Abstract
A direct ruthenium-catalyzed radical chloroalkylation of N-acyl oxazolidinones capitalizing on valence tautomerism of titanium enolates has been developed. The chloroalkylation method served as the centerpiece in the enantioselective total synthesis of trichloroleucine-derived marine natural product neodysidenin.
Among more than four thousand halogenated natural products identified to date,1 neodysidenin and other trichloroleucine-derived marine metabolites comprise a unique group.2 For the majority of chlorinated natural products, a reasonable biosynthetic pathway involving an electrophilic chlorination can be proposed.3 On the other hand, the trichloromethyl group in neodysidenin and related compounds arises from a remarkable direct chlorination of the pro-R methyl group of l-leucine carried out by nonheme FeII halogenases requiring oxygen, chloride, and α-ketoglutarate for their activity.4 In contrast, availability of synthetic methods for stereoselective trichloromethylation is highly limited,5 whereas chlorinated natural products are attracting increasing attention as targets for chemical synthesis.6
In this communication we describe a practical, efficient method for highly stereoselective direct chloroalkylation of titanium enolates and its application in the total synthesis of neodysidenin that can be readily adopted for the synthesis of other bioactive natural products in this class.7 Guided by an extension of the classic Kharasch reaction8 described by Eguchi and co-workers,9 our early efforts involved Ru(II)-catalyzed10 redox trichloromethylation of trimethylsilyl enol ethers generated from chiral N-acyl oxazolidinones such as 1 (Scheme 1).11 Although encouraging results were obtained with silyl ketene acetals (~50% yields, ds 3:1), the recent characterization of valence tautomerism in titanium enolates provided a conceptual foundation for the development of a direct radical chloroalkylation of N-acyl oxazolidinones. 12,13
Scheme 1.
Biradical character of titanium enolates in radical addition reactions catalyzed by ruthenium(II).
The unconventional biradical character of titanium enolates described by Moreira and co-workers suggests that these intermediates should be efficient radical acceptors.7 Indeed, when the Ti enolate derived from 114 was treated with BrCCl3 in the presence of [Ph3P]3RuCl2 as a readily available redox catalyst (7 mol%), product 2 was obtained in an essentially quantitative yield with exquisite stereocontrol (Scheme 1).
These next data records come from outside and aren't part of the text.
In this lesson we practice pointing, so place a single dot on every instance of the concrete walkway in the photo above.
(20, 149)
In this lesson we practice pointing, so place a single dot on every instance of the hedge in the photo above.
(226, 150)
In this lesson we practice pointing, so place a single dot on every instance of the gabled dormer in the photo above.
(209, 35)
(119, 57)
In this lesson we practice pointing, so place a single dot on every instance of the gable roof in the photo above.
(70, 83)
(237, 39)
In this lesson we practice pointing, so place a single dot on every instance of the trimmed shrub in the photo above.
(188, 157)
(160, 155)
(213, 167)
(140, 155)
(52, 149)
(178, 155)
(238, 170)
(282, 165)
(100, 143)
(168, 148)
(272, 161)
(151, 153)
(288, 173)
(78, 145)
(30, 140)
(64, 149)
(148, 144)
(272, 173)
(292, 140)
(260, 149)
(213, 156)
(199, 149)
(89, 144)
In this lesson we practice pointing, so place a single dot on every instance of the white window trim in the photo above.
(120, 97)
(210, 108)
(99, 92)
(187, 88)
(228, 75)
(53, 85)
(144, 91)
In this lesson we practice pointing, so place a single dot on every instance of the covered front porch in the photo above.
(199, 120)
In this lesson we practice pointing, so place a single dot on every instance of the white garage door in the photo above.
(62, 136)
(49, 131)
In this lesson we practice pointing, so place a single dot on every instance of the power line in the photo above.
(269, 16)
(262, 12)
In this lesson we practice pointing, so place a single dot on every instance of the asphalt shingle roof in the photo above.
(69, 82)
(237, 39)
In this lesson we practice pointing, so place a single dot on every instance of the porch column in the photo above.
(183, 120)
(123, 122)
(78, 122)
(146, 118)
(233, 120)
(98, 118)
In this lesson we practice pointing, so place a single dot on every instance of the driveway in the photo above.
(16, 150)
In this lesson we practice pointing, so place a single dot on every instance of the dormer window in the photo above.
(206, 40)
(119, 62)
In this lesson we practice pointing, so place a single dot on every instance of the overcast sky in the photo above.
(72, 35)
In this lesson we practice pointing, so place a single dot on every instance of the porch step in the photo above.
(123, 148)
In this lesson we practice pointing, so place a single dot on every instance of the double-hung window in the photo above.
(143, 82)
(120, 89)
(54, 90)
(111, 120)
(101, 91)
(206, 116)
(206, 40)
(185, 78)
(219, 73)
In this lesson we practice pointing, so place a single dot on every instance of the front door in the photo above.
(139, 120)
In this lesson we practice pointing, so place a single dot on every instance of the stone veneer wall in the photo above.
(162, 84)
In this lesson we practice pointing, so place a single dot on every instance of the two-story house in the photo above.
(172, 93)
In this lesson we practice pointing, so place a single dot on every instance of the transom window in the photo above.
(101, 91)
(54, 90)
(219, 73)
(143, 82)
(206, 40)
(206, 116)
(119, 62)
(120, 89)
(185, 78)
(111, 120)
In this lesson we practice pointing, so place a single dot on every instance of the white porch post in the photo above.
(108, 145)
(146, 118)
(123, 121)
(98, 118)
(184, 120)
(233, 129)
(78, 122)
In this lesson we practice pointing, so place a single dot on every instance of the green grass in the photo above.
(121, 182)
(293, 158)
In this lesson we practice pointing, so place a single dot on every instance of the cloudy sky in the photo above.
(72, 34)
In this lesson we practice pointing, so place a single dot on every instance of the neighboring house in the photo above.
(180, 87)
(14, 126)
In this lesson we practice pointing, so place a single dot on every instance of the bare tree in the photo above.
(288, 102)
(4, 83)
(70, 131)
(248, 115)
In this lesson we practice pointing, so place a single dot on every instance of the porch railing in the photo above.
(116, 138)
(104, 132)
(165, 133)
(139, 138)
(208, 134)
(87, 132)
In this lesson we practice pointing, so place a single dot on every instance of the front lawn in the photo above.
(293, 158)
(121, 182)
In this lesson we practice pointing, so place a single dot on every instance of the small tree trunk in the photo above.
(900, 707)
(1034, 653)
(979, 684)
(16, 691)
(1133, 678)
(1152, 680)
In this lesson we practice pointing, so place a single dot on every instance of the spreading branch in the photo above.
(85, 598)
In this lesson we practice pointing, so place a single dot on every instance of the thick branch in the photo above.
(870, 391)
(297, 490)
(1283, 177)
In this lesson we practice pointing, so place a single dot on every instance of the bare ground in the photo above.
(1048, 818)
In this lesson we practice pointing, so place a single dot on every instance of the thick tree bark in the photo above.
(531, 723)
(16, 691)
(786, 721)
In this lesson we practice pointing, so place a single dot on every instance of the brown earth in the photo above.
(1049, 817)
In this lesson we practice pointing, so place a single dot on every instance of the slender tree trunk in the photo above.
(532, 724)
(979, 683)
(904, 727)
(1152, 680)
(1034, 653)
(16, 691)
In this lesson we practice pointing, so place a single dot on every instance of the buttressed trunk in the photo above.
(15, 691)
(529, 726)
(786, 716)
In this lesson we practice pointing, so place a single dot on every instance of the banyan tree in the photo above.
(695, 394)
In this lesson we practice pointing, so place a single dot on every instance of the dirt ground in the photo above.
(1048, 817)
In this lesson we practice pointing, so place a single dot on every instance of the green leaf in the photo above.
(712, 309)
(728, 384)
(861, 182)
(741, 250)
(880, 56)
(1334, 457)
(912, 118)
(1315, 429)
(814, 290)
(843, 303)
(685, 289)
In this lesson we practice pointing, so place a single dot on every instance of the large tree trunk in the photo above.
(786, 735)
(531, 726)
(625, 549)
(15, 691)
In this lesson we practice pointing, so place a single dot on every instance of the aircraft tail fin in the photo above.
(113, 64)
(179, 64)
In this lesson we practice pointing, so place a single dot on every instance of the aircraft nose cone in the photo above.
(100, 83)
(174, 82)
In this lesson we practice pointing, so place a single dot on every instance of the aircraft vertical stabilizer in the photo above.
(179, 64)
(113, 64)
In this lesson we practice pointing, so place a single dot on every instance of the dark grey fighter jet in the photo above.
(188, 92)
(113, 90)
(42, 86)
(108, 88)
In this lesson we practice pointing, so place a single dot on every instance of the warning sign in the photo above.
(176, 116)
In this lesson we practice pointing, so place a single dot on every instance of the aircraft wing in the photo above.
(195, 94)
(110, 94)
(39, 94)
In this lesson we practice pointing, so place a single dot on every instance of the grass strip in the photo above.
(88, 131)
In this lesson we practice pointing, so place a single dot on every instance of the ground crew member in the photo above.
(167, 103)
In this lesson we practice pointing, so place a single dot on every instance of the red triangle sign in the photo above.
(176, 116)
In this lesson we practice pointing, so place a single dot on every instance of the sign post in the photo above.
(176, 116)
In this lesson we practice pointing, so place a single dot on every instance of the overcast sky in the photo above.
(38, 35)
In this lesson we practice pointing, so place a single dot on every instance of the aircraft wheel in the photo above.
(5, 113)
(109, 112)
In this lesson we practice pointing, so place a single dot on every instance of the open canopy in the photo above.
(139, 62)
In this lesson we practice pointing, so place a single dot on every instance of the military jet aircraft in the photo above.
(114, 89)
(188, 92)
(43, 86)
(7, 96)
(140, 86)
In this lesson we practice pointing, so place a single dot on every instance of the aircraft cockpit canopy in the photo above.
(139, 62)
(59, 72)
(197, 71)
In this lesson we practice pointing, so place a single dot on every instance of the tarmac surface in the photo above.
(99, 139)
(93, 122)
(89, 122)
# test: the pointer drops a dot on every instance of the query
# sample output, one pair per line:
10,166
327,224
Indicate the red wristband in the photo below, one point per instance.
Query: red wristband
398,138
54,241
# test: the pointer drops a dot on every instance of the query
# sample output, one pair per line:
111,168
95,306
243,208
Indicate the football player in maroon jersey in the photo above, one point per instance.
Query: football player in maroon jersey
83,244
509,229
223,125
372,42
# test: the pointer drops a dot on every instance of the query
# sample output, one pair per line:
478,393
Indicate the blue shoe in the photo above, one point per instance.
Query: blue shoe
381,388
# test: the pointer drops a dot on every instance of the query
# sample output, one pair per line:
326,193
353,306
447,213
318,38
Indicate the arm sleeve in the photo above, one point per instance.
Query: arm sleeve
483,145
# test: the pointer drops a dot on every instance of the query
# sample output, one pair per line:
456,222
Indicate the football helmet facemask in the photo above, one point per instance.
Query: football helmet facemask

The the mechanistic hypothesis in Scheme 1 is based on well-established redox activity of [Ph3P]3RuCl2 widely used in atom-transfer radical polymerization (ATRP)15 and is similar to that proposed by Eguchi for a related process with silyl enol ethers.9 A major advantage, however, is that the radical addition product should be stabilized by electron delocalization onto titanium, not feasible with silyl enol ethers. Thus, in the first step of the process, the CCl3 radical is formed upon an electron transfer from Ru(II) complex to BrCCl3. Addition of the electrophilic radical to biradical B should be particularly favorable because the product is a titanium (III) complex C, which is likely to be substantially more stable that a carbon-centered radical (such as D) expected from a radical addition to silyl enol ethers or other enolates. Reduction of Ru(III) species with the Ti(III) intermediate should regenerate the catalyst and provide the initial product as a Ti(IV) chelate E. In addition, the chelated nature of the titanium enolates ensures conformational rigidity required for stereocontrol.14
Next, a series of experiments were carried out to evaluate the scope of N-acyl oxazolidinone and of chloroalkylating components in this Ru-catalyzed process. Table 1 illustrates that functionalized N-acyl oxazolidinones are excellent substrates. Different Evans-type chiral auxiliaries can be used without loss of stereoselectivity, but the highest yields are achieved with the 5,5-dimethyl oxazolidinones.16 Aromatic, heterocyclic, and ethereal substituents are compatible with the reaction conditions. As evident from entry 5, a direct competition with Kharasch reaction reveals that the more sterically demanding titanium enolate is a superior trichloromethyl radical acceptor than a terminal double bond. With 3 equiv of BrCCl3, the bis-trichloromethylation product was isolated in a virtually quantitative yield. The stereoselectivity is generally very high; in no case were we able to observe or isolate the minor diastereomer.
Table 1.
Radical trichloromethylation: N-acyloxazolidinone scope a
 | |||
|---|---|---|---|
| entry | product (dr, yield)b | entry | product (dr, yield)b |
| 1 |  |
5 |  |
| 95% | 63% (91%, brsm), >98:2c | ||
| 2 |  |
6 |  |
| 89%, >98:2 | 87%, >98:2 | ||
| 3 |  |
7 |  |
| 86%, >98:2 | 91%, >98:2 | ||
| 4 |  |
8 |  |
| 99%, >98:2 | 61%, >98:2 | ||
See Supporting Information for experimental details.
All yields are of isolated products, dr determined by 500 MHz 1H NMR of the crude mixture of products.
1.0 equiv of BrCCl3 was used, with 3 equiv the double addition product was isolated in 97% yield (dr >98:2)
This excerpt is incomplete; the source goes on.